Die spanische Polizei hat in einer gemeinsamen Operation mit brasilianischen Behörden eine kriminelle Organisation zerschlagen, die für den Schmuggel großer Mengen Kokain, versteckt in Marmorplatten, in das südeuropäische Land verantwortlich ist.

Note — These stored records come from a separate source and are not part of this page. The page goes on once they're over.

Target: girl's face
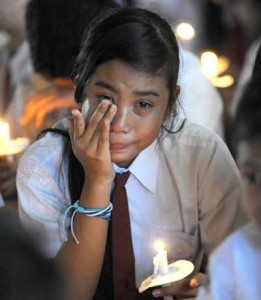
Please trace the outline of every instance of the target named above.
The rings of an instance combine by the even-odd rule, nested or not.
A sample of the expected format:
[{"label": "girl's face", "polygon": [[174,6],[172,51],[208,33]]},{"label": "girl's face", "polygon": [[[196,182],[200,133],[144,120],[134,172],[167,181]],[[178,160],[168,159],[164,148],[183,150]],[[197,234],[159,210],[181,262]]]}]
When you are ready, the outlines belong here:
[{"label": "girl's face", "polygon": [[100,101],[117,106],[111,123],[111,159],[128,167],[158,136],[166,113],[169,90],[163,73],[148,74],[114,59],[101,64],[88,82],[82,113],[88,122]]},{"label": "girl's face", "polygon": [[261,140],[238,145],[238,166],[242,175],[245,211],[261,228]]}]

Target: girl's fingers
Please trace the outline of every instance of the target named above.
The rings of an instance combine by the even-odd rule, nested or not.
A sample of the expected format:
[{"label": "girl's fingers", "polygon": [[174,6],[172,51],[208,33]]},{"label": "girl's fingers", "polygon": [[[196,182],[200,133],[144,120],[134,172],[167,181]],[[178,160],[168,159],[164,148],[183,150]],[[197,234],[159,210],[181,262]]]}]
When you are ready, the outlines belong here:
[{"label": "girl's fingers", "polygon": [[106,112],[108,111],[109,106],[111,105],[110,101],[102,100],[99,104],[93,115],[90,117],[88,126],[87,126],[87,134],[92,137],[97,128],[101,125],[103,118],[105,117]]},{"label": "girl's fingers", "polygon": [[99,154],[102,154],[104,151],[108,151],[109,149],[110,123],[112,122],[116,111],[117,107],[112,104],[107,110],[101,126],[97,128],[90,141],[90,145],[93,146],[93,150],[97,151]]},{"label": "girl's fingers", "polygon": [[85,121],[82,117],[82,114],[79,110],[73,109],[73,127],[74,127],[74,138],[79,138],[83,135],[85,131]]}]

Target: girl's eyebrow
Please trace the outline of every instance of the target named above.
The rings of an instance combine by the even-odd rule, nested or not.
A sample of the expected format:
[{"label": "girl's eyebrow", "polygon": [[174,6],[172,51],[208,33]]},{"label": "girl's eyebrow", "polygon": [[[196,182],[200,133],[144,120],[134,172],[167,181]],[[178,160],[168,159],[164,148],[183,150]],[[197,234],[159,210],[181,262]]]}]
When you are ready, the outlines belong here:
[{"label": "girl's eyebrow", "polygon": [[111,90],[111,91],[114,92],[114,93],[117,93],[117,92],[118,92],[118,90],[117,90],[113,85],[111,85],[111,84],[109,84],[108,82],[105,82],[105,81],[103,81],[103,80],[98,80],[98,81],[96,81],[94,85],[95,85],[95,86],[101,86],[101,87],[103,87],[103,88],[106,88],[106,89],[108,89],[108,90]]},{"label": "girl's eyebrow", "polygon": [[[110,83],[105,82],[103,80],[96,81],[94,85],[106,88],[108,90],[111,90],[114,93],[118,93],[118,90],[117,90],[116,87],[114,87]],[[153,89],[137,90],[137,91],[133,91],[133,94],[135,96],[154,96],[154,97],[160,97],[160,94],[157,91],[153,90]]]}]

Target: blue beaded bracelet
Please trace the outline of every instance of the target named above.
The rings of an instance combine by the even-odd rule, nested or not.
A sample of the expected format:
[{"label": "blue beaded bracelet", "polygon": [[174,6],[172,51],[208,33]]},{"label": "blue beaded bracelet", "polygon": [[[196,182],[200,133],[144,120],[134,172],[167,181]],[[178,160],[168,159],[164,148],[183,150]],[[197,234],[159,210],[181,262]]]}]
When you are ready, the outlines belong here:
[{"label": "blue beaded bracelet", "polygon": [[69,206],[66,209],[64,216],[63,216],[63,232],[64,232],[64,236],[65,236],[65,241],[68,240],[67,234],[66,234],[66,229],[65,229],[66,217],[72,208],[74,209],[74,212],[72,213],[71,222],[70,222],[71,223],[71,233],[72,233],[72,236],[73,236],[76,244],[79,244],[80,242],[77,239],[77,237],[74,233],[74,229],[73,229],[73,221],[74,221],[76,213],[85,214],[88,217],[99,217],[99,218],[109,221],[111,218],[111,212],[112,212],[113,205],[110,202],[109,205],[105,208],[86,208],[86,207],[80,206],[80,200],[78,200],[73,205]]}]

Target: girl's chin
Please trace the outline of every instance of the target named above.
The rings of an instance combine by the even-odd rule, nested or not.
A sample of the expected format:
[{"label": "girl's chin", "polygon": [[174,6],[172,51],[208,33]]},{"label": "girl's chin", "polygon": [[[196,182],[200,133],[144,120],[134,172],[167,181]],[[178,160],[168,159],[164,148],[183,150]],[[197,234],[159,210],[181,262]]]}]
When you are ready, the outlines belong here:
[{"label": "girl's chin", "polygon": [[134,159],[126,158],[126,155],[111,153],[111,160],[120,168],[128,168]]}]

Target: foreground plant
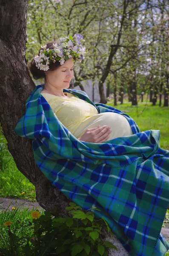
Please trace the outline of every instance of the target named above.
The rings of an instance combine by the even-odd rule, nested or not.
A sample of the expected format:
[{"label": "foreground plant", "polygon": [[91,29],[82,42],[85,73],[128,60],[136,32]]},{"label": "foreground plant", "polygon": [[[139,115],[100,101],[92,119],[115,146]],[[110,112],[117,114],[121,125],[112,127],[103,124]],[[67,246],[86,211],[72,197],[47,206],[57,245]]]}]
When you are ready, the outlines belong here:
[{"label": "foreground plant", "polygon": [[101,241],[102,229],[105,224],[112,233],[104,220],[95,219],[94,211],[99,210],[96,207],[84,212],[80,207],[70,203],[66,209],[72,218],[54,217],[49,212],[42,215],[37,210],[33,211],[32,222],[29,220],[29,225],[25,225],[25,228],[34,230],[34,235],[31,237],[19,238],[10,230],[12,223],[6,222],[4,226],[9,229],[10,248],[1,249],[0,252],[6,256],[107,256],[109,248],[117,250],[111,243]]}]

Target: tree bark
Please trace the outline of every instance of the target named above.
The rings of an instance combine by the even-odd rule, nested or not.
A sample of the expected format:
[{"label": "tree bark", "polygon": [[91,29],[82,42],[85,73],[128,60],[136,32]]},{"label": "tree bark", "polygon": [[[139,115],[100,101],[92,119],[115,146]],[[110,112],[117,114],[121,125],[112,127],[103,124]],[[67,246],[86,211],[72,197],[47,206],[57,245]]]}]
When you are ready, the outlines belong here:
[{"label": "tree bark", "polygon": [[117,73],[115,73],[115,80],[114,85],[114,105],[117,106]]},{"label": "tree bark", "polygon": [[35,186],[40,205],[51,212],[57,208],[58,214],[66,214],[64,208],[69,200],[37,167],[31,140],[14,131],[25,111],[26,100],[35,87],[25,58],[28,1],[1,0],[0,3],[0,122],[3,132],[18,169]]},{"label": "tree bark", "polygon": [[164,89],[164,107],[169,106],[169,76],[166,76],[166,86]]},{"label": "tree bark", "polygon": [[162,82],[161,82],[160,84],[160,92],[159,92],[159,94],[160,94],[160,102],[159,102],[159,107],[161,107],[161,100],[162,100],[162,90],[163,90],[163,83]]},{"label": "tree bark", "polygon": [[[25,58],[28,1],[0,0],[0,122],[17,168],[35,186],[37,202],[55,215],[66,216],[68,213],[65,208],[70,199],[47,179],[36,165],[31,140],[21,138],[14,131],[25,111],[25,101],[35,87]],[[104,230],[104,241],[109,240],[109,233]],[[117,255],[128,255],[117,239],[112,237],[119,250]],[[111,249],[109,256],[114,255],[114,252]]]},{"label": "tree bark", "polygon": [[124,81],[123,79],[121,79],[121,84],[120,87],[119,92],[119,101],[120,102],[120,104],[123,104],[123,99],[124,95]]},{"label": "tree bark", "polygon": [[137,105],[137,87],[136,82],[135,81],[132,81],[132,106],[136,106]]}]

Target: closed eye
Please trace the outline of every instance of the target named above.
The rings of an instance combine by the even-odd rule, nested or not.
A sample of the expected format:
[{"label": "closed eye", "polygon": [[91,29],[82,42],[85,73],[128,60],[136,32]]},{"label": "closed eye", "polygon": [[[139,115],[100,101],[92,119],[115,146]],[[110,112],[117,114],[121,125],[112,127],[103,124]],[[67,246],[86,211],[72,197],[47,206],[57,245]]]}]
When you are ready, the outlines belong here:
[{"label": "closed eye", "polygon": [[[71,70],[71,71],[72,71],[72,70],[73,70],[73,69],[72,69],[72,70]],[[66,72],[66,70],[64,70],[64,71],[63,71],[62,72]]]}]

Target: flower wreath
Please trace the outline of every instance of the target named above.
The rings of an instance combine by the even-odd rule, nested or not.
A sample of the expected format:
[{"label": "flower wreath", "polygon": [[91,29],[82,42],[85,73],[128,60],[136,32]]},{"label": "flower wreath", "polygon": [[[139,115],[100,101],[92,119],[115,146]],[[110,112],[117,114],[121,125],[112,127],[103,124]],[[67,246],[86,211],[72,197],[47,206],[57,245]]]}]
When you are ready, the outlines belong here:
[{"label": "flower wreath", "polygon": [[60,38],[60,43],[53,44],[53,48],[46,49],[46,45],[41,46],[39,55],[34,58],[36,66],[41,70],[47,71],[49,64],[59,61],[60,65],[68,58],[73,58],[74,62],[81,62],[85,58],[84,54],[87,52],[86,47],[83,47],[82,43],[85,41],[80,34],[75,34],[73,37]]}]

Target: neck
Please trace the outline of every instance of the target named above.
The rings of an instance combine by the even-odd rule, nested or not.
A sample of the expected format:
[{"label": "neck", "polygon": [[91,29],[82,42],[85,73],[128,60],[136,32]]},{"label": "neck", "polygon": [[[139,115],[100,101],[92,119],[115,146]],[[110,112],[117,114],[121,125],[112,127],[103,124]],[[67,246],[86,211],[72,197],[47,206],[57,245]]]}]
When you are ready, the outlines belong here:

Die gemeinsam mit der Zollüberwachungsabteilung der Steuerbehörde SVA und der brasilianischen Bundespolizei durchgeführte Operation führte zur Festnahme von drei Personen und der Beschlagnahmung von fast 1.500 Kilogramm Kokain.
Die Ermittlungen begannen im November, nachdem Beamte verdächtige Aktivitäten im Zusammenhang mit der Einfuhr von Marmortischen, Arbeitsplatten und Waschbecken aus Brasilien entdeckt hatten. Nach weiteren Ermittlungen stellte die Polizei fest, dass die Murmel zum Verstecken der Betäubungsmittel verwendet wurde.
Um das Kokain weiter zu verbergen, verwendeten die Drogenhändler nach Angaben der Behörden während des Transports in der Schmuggelware versteckte Lufterfrischer und Parfüme.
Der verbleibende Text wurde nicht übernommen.